Solemne, con voz apacible, ubicado detrás del podio y asido a él con ambas manos, Bauer exclamó:

―Tengo para ustedes, hermanos, una pregunta que pondrá a prueba la inocencia de sus almas ―Sonrió aquel, mordaz, jactancioso, y tras un breve pero significativo lapso de silencio, prosiguió―: Díganme, amigos míos, ¿qué es aquello que los humanos aman, más que a sí mismos?... ¿Qué es aquello para ustedes?, ¿qué será, o qué podría haber sido? ―Dos pasos a la derecha, luego tres, luego cuatro; esta vez se oía con mayor intensidad, con una mayor nitidez, yacía justo bajo sus pies, el zumbido de un corazón; era un golpeteo incesante e infernal: los últimos latidos de un buen corazón―. He de confesarles que esta incógnita ha rondado mi cabeza por mucho tiempo... ¡Sí!, mucho, mucho tiempo ―Con su dedo índice golpeteó reiteradas veces su sien derecha, sin borrar de su rostro aquella perniciosa sonrisa―. ¿Qué es?, me pregunté... Así como ustedes ahora.

Bauer inició su caminata —largas zancadas, pasos confiados—: dirigía la mirada hacia la cohibida multitud, deambulando entre ellos con las manos entrelazadas tras la espalda y sus hombros ligeramente encorvados; caminaba entre ligeros balanceos, visiblemente jocoso.
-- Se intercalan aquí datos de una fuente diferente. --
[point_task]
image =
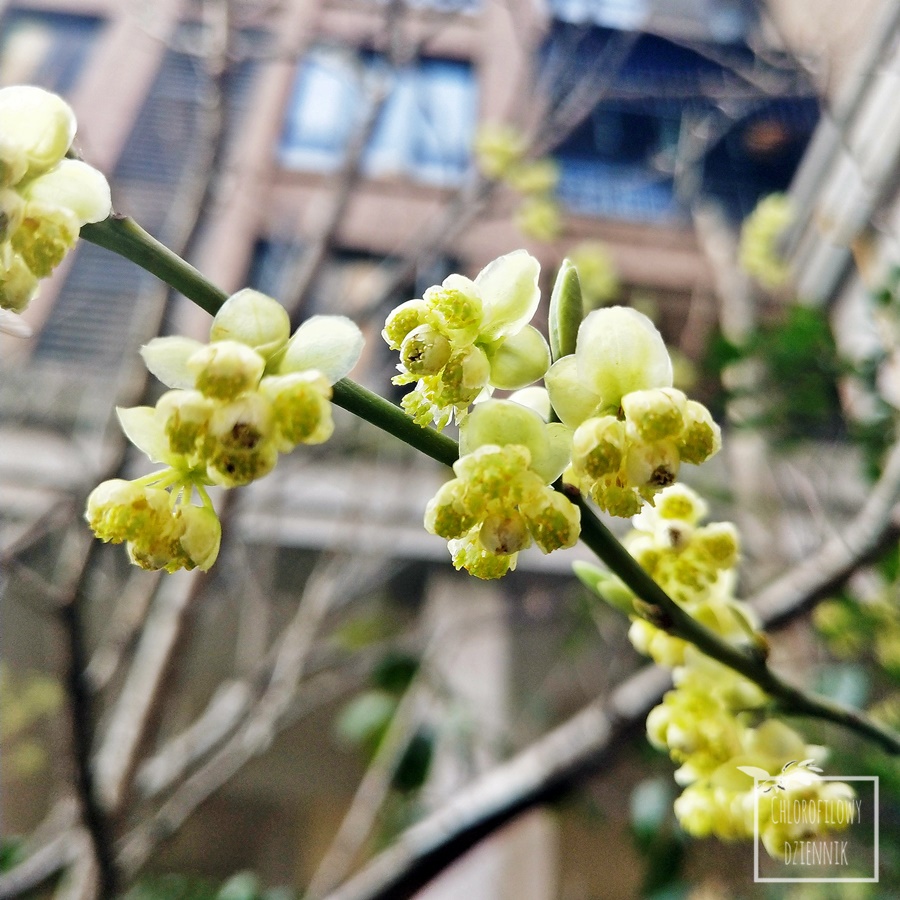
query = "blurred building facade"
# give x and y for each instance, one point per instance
(321, 151)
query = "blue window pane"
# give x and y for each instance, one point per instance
(325, 105)
(46, 49)
(424, 129)
(445, 121)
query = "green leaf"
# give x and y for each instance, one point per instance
(242, 886)
(364, 719)
(566, 311)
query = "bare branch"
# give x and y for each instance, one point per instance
(575, 750)
(330, 582)
(369, 797)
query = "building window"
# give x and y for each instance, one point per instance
(424, 130)
(47, 49)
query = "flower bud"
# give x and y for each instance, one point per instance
(446, 514)
(40, 125)
(18, 284)
(254, 319)
(655, 414)
(520, 360)
(12, 210)
(186, 415)
(463, 378)
(241, 447)
(44, 236)
(402, 320)
(652, 465)
(701, 437)
(201, 537)
(553, 520)
(504, 534)
(598, 447)
(458, 307)
(300, 408)
(619, 351)
(226, 369)
(425, 351)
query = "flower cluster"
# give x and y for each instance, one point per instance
(44, 197)
(501, 153)
(712, 724)
(693, 563)
(760, 233)
(632, 428)
(465, 337)
(500, 500)
(252, 392)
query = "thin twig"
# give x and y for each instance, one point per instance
(324, 587)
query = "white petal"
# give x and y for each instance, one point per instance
(572, 402)
(39, 124)
(75, 186)
(534, 398)
(167, 359)
(520, 360)
(510, 292)
(503, 422)
(329, 344)
(620, 351)
(551, 464)
(146, 430)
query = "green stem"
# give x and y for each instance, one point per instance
(390, 418)
(124, 236)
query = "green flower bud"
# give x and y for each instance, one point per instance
(652, 466)
(498, 147)
(655, 414)
(425, 351)
(44, 236)
(201, 537)
(18, 284)
(553, 520)
(504, 534)
(186, 415)
(12, 211)
(598, 447)
(226, 369)
(539, 218)
(446, 514)
(680, 502)
(241, 448)
(119, 510)
(619, 351)
(300, 408)
(404, 319)
(520, 360)
(701, 437)
(468, 554)
(719, 542)
(462, 379)
(254, 319)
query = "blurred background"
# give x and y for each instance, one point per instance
(334, 680)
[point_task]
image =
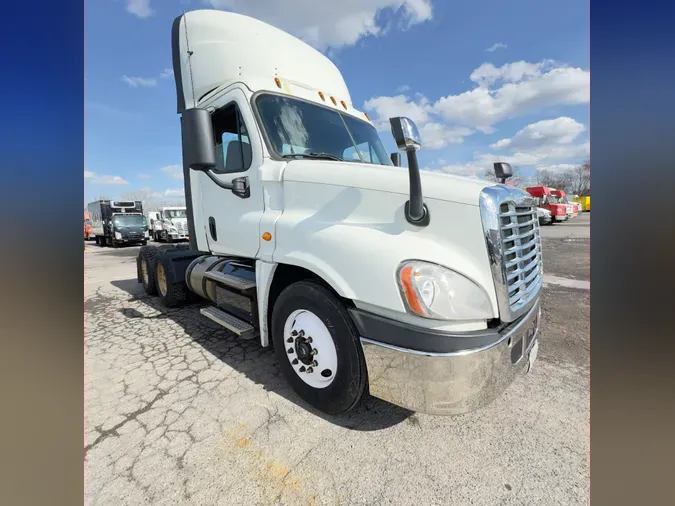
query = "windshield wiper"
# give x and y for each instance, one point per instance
(311, 154)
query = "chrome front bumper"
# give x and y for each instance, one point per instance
(451, 383)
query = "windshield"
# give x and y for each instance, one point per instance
(175, 213)
(300, 129)
(129, 220)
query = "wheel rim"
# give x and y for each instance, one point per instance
(161, 280)
(310, 348)
(144, 271)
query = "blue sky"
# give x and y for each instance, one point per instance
(484, 81)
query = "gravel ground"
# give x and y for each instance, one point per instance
(179, 411)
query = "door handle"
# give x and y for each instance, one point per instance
(212, 228)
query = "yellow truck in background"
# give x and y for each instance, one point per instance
(584, 202)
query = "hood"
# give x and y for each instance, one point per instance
(390, 179)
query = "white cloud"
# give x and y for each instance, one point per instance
(495, 46)
(437, 135)
(560, 167)
(173, 171)
(472, 170)
(561, 130)
(434, 134)
(400, 105)
(550, 154)
(103, 179)
(324, 24)
(140, 8)
(524, 88)
(176, 192)
(135, 82)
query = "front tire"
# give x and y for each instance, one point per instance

Entretanto, el pueblo le observaba atento, silencioso, agachando de vez en cuando sus cabezas ante su peligrosa cercanía, como muestra de respeto.

―¿Lo saben?..., ¿alguien, quien sea, sabe acaso qué es? ―inquirió y aguardó pacientemente por un buen rato, y sin embargo nadie respondió―. Ya veo..., ya veo. Desconocen la respuesta, pero no se avergüencen por ello, hermanos, pues a mí también me tomó algún tiempo dar con ella. ¡Y no lo hubiese logrado... ―exclamó, deteniendo de forma abrupta su travesía entre aquel turbio mar de espíritus, y sin titubear, giró sobre sus talones y se posó frente al alto y áureo altar, ante la enorme crucifixión― sin la ayuda del Todopoderoso! ¡Él habló conmigo, reveló ante mí la verdad!, y ahora yo hablaré por Él ante ustedes.